U.S Mortgage Rates – Down Again and it’s All Thanks to TrumpMortgage rates were on the decline again, thanks to Trump’s desire to wage trade wars with anyone and everyone unwilling to make concessions in favor of the U.S economy. More declines to come if a trade war materializes.
Mortgage rates were on the decline once more through the week ending 28th June, with rates now having fallen in four of the last five weeks, according to figures released by Freddie Mac.
While the recent reversal in mortgage rates will be relief for some, the continued supply issue faced in the housing sector continues to push house prices northwards, though expectations are for the housing sector to begin hitting a soft patch, with the upward momentum in mortgage rates over the last 12-months likely to weigh on demand over the near-term.
Through the week, housing sector data released out of the U.S included May new home sales and pending home sales figures.
While new home sales surged by 6.7% in May, more than reversing the 3.7% slide in April, pending home sales fell by 0.5%, following a 1.3% fall in April, sending some mixed signals, as home owners hold on to existing homes in the wake of rising mortgage rates through the first 5-months of the year.
While inventories remain a concern, a 5% jump in housing starts back in May will provide some relief for prospective home owners, though unlikely to be enough to materially rebalance the sector through the summer, though whether demand is sustainable at current levels remains to be seen, the recent reversal in mortgage rates certainly a near-term positive for the sector.

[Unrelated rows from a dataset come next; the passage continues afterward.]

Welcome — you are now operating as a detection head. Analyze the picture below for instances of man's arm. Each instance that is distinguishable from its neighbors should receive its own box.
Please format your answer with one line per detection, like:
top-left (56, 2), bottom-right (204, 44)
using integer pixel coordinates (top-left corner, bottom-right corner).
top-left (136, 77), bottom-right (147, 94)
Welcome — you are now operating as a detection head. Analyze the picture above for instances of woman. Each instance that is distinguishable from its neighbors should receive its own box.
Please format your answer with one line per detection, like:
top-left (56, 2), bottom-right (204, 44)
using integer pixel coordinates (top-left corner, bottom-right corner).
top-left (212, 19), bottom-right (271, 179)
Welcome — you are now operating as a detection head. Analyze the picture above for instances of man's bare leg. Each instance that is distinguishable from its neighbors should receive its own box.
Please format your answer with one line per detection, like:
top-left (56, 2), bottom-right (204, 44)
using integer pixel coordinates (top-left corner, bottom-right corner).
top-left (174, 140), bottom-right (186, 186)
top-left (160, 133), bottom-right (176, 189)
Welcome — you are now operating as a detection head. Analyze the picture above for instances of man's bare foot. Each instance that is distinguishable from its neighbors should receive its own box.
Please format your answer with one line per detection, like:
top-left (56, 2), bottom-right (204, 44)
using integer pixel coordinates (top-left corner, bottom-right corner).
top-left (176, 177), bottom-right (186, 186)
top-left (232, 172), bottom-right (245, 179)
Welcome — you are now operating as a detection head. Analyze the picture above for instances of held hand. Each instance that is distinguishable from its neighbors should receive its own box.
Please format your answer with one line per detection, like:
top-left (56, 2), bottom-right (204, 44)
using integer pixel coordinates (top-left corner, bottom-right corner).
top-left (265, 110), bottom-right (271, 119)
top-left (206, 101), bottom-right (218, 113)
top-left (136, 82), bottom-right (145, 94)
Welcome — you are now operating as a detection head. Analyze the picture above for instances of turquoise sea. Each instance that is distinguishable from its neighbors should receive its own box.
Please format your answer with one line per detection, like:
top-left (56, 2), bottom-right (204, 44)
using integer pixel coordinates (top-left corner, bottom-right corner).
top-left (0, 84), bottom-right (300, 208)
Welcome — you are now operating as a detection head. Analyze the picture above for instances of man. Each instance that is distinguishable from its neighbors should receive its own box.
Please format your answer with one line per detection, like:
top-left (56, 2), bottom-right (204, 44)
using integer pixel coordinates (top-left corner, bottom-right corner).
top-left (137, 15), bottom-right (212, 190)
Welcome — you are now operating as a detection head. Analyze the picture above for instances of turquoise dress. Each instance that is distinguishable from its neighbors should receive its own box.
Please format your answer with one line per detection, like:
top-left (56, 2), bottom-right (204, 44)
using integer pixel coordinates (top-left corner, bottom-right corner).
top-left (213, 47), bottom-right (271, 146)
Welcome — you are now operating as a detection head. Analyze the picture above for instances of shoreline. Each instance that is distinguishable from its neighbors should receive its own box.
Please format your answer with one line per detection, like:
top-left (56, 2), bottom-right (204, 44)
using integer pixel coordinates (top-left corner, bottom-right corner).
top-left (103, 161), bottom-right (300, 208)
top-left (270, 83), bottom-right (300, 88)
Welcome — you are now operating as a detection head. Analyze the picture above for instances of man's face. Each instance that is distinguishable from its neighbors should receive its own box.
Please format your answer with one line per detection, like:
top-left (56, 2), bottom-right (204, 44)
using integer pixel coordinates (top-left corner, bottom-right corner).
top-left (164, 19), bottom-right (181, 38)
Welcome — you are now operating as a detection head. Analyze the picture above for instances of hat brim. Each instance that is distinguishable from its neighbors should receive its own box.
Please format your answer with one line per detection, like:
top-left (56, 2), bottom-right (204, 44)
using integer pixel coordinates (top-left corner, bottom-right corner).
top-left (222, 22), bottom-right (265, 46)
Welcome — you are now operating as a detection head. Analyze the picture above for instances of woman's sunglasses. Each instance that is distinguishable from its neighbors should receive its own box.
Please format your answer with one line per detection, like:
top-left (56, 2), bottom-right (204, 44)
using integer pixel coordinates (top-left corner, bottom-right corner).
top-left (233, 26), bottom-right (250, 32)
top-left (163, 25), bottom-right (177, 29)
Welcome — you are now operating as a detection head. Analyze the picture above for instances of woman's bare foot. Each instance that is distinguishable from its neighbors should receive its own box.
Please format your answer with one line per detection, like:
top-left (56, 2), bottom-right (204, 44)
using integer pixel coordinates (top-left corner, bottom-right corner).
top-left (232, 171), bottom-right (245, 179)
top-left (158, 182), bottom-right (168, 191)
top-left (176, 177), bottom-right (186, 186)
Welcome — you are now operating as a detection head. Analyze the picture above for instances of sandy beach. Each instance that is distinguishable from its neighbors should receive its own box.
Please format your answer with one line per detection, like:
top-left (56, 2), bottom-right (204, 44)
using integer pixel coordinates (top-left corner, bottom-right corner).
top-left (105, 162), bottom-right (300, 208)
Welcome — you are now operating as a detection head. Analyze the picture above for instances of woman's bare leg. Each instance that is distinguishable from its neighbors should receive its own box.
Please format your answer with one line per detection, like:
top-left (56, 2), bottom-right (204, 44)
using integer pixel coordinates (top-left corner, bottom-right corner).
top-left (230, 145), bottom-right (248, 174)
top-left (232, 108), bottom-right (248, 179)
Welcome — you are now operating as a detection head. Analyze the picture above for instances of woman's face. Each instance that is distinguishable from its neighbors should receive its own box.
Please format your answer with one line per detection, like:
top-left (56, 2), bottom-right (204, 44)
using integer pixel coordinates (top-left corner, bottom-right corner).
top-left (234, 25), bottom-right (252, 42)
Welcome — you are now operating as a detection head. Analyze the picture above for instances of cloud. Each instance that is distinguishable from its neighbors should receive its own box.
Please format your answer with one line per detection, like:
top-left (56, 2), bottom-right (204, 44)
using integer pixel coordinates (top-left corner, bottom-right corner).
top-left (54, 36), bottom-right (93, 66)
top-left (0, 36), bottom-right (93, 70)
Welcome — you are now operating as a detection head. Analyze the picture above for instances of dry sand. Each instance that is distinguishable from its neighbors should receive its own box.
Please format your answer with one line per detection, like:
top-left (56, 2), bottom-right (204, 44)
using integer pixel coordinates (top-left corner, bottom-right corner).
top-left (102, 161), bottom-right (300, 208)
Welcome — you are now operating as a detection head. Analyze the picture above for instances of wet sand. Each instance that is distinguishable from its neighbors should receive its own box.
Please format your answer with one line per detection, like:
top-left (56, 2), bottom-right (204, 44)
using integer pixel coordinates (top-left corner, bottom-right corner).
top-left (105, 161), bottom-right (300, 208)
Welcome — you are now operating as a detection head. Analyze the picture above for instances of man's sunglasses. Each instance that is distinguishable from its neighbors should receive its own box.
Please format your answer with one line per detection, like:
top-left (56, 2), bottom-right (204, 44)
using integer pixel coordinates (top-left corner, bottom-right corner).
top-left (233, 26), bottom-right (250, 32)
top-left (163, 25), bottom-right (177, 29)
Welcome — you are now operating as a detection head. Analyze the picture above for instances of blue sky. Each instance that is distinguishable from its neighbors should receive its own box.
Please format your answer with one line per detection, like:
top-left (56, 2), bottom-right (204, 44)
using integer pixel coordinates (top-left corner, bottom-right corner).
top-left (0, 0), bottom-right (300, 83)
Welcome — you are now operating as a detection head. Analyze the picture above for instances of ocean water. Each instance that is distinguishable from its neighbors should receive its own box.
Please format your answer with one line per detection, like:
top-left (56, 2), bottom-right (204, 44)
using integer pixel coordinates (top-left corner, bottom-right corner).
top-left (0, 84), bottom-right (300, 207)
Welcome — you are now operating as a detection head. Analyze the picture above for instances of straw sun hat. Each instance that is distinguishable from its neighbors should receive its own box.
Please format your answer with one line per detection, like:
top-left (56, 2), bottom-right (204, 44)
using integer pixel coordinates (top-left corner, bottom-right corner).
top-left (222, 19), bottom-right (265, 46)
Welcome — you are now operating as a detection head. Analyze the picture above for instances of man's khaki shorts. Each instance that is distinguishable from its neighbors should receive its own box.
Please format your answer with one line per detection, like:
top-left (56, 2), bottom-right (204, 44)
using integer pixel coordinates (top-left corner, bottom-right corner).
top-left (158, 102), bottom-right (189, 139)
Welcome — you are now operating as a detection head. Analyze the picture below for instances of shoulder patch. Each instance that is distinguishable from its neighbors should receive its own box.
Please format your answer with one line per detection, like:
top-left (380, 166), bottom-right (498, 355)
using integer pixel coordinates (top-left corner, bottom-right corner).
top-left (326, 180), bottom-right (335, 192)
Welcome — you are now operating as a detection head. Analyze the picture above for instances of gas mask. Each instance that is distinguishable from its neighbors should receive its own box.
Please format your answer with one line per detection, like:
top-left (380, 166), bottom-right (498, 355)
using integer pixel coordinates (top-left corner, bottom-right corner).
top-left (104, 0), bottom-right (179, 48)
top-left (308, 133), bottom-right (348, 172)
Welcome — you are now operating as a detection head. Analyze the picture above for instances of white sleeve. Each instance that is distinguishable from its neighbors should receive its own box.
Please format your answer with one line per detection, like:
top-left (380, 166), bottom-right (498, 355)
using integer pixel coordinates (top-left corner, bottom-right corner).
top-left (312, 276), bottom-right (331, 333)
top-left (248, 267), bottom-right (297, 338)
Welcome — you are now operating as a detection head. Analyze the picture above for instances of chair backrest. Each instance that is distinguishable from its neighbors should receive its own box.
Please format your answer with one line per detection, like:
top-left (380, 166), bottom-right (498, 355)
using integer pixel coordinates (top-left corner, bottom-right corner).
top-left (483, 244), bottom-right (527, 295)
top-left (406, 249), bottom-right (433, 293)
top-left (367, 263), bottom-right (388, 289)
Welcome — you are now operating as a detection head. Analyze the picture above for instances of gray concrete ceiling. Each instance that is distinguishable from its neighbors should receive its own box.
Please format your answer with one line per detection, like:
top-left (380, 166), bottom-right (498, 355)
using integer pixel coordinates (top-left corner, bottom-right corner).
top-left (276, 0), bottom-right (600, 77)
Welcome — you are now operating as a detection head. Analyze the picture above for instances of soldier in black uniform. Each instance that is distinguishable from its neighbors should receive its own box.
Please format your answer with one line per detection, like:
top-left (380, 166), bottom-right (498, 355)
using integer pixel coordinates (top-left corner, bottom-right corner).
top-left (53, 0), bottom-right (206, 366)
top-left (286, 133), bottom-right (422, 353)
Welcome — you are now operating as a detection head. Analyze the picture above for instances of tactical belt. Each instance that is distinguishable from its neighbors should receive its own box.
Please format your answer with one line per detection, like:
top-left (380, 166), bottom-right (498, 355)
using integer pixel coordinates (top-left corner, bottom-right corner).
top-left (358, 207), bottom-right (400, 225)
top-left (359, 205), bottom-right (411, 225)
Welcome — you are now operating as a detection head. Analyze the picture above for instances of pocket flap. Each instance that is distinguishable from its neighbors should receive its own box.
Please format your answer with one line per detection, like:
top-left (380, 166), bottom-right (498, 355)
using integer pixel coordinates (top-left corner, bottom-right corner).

The decline in mortgage rates came off the back of falling U.S Treasury yields as trade war jitters continued to rile the global financial markets, with economic data out of the U.S and FOMC member commentary raising some concern over U.S economic growth prospects for the 2nd half of the year.
Freddie Mac weekly average rates for new mortgages as of 28th June were quoted to be:
- 30-year fixed rate loan decreased from 4.57% to 4.55% in the week, while up from 3.88% a year ago.
- 15-year fixed rates remained unchanged at 4.04% last week, while up from 3.17% from a year ago.
- 5-year fixed rates rose from 3.83% to 3.87% over the week, while up from last year’s 3.17%.
Mortgage Bankers’ Association Rates for the week ending 22nd June were quoted to be:
- Average interest rates for 30-year fixed, backed by the FHA decreased from 4.82% to 4.81%.
- Average interest rate for 30-year fixed with conforming loan balances increased from 4.83% to 4.84%.
- Average 30-year rates for jumbo loan balances decreased from 4.79% to 4.70%.
Weekly figures released by the Mortgage bankers Association showed that the Market Composite Index, which is a measure of mortgage loan application volume, fell by 4.9%, following the previous week’s 5.1% rise week-on-week.
The Refinance Index fell by 4% in the week ending 22nd June, partially reversing the previous week’s 6% surge, with the refinance share of mortgages rising from 36.8% to 37.6%, reversing the recent fall in the share of refinance mortgages.
Economic data through the week ahead is on the heavier side, with key stats including the market’s preferred ISM private sector manufacturing PMI numbers and the all-important June nonfarm payroll and wage growth figures.
Following softer than expected finalized 1st quarter GDP numbers last week, the markets will be looking for momentum in the U.S economy at the end of the 2nd quarter, any softer numbers likely to see demand for U.S Treasuries on the rise that would support a further decline in U.S mortgage rates through the week.
Outside of the data, FOMC member commentary, the release of the FOMC minutes and noise from the Oval Office will likely be the key drivers through to Friday’s labour market figures, with trade tariffs scheduled to be imposed by both the U.S and China on 6th July.
It’s been a rough ride for consumers, with consumer confidence easing in June off the back of the trade war chatter, with a slowdown in manufacturing having already been evident ahead of the June Chicago PMI that had been released last Friday.
We would certainly expect the housing sector to get a little nervous if the June ISM private sector PMI numbers disappoint ahead of Friday’s wage growth and nonfarm payroll numbers and, with a number of FOMC members having already called the 2nd quarter as the tail end of the economic growth cycle and while mortgage rates may have peaked as a result, demand may become a negative for the sector should the FOMC doves be correct.